Restricted, Aggregated, and Delayed Measurement
Aggregated Event Measurement must introduce new restrictions designed to protect individuals' privacy to mirror the safeguards put forth by SkAdNetwork and PCM. Facebook commonly refers to these in unison as "restrict, aggregate, and delay:"
- The 8 event limit serves to restrict the amount of data that you are allowed to collect. Any event that falls outside of these will not be available for ad optimization, although you may still use it to create custom audiences. Optional custom data that could previously be supplied alongside events will be ignored.
- Pixel owners must prioritize the events it may collect, and data will be aggregated according to this specification. Only the most significant event for each user will become visible in reporting. For example, if a user triggers events Lead, InitiateCheckout and Purchase, Facebook will only disclose the Purchase event's existence.
- Website conversion events will be delayed to track under conversion time and not the time of ad impression. Additionally, there may be an artificial delay of up to 48 hours added for offsite conversions from iOS users.
Facebook will also remove support for 28-day click-through, 28-day view-through, and 7-day view-through attribution windows and demographic breakdowns for offsite conversion events. If you rely on these features, you should take snapshots today to serve as historical benchmarks for comparison after their removal.
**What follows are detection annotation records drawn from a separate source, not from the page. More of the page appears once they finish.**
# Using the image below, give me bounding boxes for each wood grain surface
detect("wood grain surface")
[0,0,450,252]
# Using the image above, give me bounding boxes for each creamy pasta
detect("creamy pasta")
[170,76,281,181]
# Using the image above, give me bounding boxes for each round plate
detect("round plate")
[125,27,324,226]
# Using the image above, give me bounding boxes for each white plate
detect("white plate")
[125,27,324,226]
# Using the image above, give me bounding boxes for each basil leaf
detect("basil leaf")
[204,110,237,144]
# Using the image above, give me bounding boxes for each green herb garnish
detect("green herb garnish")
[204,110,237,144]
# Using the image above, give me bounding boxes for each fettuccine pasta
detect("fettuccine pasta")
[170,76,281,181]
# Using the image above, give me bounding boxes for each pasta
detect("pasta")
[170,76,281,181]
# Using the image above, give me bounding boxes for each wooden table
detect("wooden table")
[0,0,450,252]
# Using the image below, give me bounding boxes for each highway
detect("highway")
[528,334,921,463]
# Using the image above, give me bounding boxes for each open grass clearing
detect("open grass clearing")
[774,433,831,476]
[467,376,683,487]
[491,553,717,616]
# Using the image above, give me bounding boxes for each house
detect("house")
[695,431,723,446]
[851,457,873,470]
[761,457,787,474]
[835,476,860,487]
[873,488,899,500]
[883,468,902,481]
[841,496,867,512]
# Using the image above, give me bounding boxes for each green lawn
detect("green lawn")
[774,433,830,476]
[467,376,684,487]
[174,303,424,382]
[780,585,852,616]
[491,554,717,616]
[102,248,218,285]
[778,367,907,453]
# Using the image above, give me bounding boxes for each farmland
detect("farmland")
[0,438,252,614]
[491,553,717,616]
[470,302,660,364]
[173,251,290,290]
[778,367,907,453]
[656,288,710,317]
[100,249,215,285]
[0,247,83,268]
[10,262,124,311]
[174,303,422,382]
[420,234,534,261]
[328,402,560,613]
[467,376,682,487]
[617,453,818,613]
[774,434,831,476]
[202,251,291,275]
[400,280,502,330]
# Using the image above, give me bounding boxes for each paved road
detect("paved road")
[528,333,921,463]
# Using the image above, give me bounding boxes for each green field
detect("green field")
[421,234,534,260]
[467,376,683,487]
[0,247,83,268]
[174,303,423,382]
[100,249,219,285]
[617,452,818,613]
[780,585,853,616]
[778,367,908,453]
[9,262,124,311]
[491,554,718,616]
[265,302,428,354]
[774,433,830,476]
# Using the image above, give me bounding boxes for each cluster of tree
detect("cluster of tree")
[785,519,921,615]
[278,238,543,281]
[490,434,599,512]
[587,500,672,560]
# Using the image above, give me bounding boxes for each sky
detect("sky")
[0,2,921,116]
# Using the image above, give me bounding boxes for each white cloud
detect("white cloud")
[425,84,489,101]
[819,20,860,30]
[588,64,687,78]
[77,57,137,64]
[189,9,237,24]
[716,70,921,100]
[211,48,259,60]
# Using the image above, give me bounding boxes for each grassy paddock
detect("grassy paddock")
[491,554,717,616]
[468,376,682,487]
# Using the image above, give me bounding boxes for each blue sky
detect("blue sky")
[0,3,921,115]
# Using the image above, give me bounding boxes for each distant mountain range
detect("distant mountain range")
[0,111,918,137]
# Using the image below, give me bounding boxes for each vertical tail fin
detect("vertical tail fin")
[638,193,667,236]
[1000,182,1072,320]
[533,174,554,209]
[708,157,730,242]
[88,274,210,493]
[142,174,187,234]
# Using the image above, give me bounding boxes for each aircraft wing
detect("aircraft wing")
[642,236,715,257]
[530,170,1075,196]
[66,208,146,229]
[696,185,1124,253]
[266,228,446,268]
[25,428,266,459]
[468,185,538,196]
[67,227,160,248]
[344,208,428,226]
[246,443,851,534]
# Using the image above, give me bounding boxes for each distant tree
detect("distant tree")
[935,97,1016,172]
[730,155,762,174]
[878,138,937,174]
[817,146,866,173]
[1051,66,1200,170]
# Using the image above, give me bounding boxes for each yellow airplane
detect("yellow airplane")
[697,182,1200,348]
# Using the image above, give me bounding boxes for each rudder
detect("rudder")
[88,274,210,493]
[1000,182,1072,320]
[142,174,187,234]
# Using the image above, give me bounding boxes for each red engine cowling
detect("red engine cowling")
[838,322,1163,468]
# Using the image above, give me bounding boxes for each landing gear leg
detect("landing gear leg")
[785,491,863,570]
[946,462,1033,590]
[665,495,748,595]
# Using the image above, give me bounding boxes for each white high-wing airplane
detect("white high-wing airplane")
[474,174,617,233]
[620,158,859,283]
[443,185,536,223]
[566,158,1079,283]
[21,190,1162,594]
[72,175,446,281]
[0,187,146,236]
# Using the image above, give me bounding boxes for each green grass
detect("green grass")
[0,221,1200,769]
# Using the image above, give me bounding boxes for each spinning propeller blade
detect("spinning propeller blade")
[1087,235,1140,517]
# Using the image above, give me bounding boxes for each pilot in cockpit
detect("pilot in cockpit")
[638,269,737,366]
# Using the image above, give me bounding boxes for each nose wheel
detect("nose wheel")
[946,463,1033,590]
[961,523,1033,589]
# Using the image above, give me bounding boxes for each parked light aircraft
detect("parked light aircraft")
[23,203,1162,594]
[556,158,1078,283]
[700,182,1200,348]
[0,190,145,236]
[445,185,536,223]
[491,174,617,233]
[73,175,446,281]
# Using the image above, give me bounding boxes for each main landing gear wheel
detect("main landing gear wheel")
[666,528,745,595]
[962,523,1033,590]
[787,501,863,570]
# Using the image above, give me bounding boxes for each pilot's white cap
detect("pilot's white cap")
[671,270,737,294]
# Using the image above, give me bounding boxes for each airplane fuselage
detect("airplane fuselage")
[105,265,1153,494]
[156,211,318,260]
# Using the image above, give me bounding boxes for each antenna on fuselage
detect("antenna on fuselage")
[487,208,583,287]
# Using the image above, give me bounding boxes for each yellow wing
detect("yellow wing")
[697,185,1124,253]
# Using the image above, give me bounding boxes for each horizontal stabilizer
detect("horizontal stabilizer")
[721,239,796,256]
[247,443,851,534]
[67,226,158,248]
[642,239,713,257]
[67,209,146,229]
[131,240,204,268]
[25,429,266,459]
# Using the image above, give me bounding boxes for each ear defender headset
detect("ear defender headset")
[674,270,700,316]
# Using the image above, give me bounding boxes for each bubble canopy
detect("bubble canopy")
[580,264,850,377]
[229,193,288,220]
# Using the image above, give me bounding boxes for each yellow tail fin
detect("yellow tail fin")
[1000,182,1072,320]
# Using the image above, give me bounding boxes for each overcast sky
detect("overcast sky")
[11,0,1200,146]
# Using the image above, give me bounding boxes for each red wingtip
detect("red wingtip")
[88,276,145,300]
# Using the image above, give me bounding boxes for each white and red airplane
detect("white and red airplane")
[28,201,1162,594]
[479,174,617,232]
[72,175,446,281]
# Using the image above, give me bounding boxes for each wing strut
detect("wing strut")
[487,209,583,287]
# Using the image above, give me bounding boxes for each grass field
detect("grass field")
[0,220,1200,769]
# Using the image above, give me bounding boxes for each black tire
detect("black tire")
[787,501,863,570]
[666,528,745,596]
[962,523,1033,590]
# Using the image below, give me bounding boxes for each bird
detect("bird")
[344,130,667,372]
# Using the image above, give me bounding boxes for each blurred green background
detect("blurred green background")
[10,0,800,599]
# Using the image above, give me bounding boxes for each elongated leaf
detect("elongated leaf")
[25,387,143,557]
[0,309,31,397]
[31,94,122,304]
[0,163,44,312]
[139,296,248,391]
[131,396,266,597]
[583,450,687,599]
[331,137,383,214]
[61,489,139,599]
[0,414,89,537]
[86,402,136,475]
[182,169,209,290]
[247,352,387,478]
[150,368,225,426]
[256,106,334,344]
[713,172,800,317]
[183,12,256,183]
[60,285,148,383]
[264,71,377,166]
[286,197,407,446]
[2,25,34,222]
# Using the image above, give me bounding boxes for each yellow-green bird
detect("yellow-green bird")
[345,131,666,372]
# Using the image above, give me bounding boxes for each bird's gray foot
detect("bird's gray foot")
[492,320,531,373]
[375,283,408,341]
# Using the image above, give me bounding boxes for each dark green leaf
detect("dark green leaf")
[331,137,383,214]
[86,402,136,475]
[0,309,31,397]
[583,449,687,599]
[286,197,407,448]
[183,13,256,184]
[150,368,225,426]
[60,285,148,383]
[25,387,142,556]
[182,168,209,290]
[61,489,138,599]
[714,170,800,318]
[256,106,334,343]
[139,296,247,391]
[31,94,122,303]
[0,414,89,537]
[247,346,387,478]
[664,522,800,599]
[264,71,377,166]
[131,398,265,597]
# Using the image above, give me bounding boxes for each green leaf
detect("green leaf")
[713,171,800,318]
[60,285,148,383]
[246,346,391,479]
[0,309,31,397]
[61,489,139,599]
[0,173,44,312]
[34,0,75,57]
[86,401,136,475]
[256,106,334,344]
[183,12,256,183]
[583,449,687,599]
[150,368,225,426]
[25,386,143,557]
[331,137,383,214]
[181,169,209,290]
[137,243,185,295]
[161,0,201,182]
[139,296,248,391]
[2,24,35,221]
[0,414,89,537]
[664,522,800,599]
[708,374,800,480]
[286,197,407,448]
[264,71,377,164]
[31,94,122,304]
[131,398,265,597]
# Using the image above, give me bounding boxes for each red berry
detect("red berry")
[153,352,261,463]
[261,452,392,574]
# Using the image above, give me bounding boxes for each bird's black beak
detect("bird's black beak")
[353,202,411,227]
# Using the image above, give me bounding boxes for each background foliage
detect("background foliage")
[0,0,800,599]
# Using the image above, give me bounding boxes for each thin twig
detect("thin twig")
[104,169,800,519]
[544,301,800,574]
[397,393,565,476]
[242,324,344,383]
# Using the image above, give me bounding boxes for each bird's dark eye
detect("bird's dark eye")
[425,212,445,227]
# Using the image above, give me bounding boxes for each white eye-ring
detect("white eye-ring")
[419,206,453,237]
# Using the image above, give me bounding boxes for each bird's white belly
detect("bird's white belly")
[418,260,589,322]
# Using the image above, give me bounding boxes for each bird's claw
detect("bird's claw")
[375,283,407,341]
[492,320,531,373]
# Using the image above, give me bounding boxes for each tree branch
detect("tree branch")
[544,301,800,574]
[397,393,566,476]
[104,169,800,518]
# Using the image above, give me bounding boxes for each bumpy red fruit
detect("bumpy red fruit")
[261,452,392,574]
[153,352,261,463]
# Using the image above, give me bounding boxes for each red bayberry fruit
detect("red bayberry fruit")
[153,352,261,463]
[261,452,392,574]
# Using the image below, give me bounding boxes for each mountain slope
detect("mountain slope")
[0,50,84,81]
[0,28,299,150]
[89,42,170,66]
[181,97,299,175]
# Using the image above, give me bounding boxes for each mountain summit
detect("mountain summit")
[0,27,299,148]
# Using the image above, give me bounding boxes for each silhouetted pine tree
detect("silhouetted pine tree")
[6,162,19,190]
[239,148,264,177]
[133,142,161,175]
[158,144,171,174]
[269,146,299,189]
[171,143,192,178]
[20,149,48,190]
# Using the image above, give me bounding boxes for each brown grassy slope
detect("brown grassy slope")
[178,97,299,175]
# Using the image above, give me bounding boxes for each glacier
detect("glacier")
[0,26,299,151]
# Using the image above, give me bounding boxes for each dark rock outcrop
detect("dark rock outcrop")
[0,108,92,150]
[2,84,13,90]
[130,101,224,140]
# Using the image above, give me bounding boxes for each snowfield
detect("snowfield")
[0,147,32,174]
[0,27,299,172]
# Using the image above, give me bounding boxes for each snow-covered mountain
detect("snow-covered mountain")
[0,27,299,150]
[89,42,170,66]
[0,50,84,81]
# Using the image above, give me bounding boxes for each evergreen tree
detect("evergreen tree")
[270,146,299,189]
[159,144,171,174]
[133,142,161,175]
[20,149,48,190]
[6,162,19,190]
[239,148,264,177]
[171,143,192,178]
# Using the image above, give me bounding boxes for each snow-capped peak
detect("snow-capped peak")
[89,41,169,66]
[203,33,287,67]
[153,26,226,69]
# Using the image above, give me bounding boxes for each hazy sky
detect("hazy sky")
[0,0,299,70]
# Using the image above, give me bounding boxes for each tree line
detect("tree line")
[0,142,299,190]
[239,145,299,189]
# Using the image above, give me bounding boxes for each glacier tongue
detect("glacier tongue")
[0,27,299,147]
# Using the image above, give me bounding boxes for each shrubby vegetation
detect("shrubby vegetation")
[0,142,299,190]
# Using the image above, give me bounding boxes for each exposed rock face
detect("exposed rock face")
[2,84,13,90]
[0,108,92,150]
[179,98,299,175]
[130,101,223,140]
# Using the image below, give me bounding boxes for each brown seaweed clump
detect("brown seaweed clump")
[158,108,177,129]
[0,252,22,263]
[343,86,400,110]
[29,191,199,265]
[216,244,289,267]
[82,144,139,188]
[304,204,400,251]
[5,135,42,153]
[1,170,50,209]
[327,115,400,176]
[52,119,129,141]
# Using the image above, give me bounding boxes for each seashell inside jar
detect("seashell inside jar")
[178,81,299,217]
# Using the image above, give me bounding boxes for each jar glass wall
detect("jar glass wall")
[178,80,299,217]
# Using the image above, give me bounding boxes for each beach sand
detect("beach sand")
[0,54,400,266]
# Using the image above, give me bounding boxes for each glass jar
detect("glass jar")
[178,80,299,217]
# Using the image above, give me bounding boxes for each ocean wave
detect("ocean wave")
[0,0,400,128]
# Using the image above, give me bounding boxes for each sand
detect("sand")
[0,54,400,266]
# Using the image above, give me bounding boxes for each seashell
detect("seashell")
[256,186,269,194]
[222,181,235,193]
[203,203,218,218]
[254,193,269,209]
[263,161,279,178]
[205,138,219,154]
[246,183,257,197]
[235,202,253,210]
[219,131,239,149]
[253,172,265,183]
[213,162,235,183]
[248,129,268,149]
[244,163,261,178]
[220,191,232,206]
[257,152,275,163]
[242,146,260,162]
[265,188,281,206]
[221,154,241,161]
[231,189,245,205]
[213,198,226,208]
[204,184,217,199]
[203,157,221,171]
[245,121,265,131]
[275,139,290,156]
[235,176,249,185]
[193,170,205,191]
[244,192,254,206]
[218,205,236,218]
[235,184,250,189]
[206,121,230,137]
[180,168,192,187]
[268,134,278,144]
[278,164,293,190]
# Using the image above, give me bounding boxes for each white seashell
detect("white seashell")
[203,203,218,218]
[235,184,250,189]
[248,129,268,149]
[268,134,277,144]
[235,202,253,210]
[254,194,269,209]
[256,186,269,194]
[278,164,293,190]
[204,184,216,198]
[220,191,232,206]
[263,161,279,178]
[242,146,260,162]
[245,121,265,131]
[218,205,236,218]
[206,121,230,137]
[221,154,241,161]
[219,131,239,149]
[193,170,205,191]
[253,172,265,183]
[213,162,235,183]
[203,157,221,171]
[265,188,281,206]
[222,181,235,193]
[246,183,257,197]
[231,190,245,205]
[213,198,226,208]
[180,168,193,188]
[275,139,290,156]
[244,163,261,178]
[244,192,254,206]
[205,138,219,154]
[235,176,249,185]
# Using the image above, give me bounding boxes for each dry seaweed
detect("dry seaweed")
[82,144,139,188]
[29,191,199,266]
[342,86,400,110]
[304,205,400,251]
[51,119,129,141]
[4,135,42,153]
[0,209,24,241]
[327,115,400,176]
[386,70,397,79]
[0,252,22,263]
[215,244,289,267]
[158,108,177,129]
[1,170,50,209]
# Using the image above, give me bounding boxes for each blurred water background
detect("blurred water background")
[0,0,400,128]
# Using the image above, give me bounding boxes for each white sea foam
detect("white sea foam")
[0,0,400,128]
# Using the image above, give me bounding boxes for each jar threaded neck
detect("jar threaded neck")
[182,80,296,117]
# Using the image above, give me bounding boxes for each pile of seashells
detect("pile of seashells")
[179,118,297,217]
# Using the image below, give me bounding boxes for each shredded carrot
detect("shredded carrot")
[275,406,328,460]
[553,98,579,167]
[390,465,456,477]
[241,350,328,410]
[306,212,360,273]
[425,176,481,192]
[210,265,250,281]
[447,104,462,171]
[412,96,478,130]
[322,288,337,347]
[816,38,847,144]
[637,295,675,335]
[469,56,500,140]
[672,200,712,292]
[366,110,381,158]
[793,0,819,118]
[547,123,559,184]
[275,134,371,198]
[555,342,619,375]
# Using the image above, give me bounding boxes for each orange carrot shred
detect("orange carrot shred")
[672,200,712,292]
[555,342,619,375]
The most significant repercussions here will be the inability to optimize granularly. Due to the newly introduced artificial delays, hourly reporting will become inaccurate. It may also take days' wait to get an accurate picture of campaign performance inside Facebook's provided reports. These limitations are artificial (for now), so we'll step up to plug any holes for the time being. To that end, we'll be unveiling a new reporting suite that we call Jumbleberry Insights in the coming weeks.
Summary
Hopefully you're feeling a little less anxious and a lot more informed about the coming changes. It's a lot to take in, even for industry veterans like ourselves. For as many concepts as we covered, there's an equal number that we had to axe in the interest of time. You likely still have unanswered questions, as do we. We'll have additional resources, articles, and discussions available as we lead up to the launch of iOS14 changes, but it will still be impossible to cover every use case. We encourage you to continue discussions with our team members and other industry partners. Our teams are standing by to make this transition as easy as possible, but we can't do it alone, so thank you!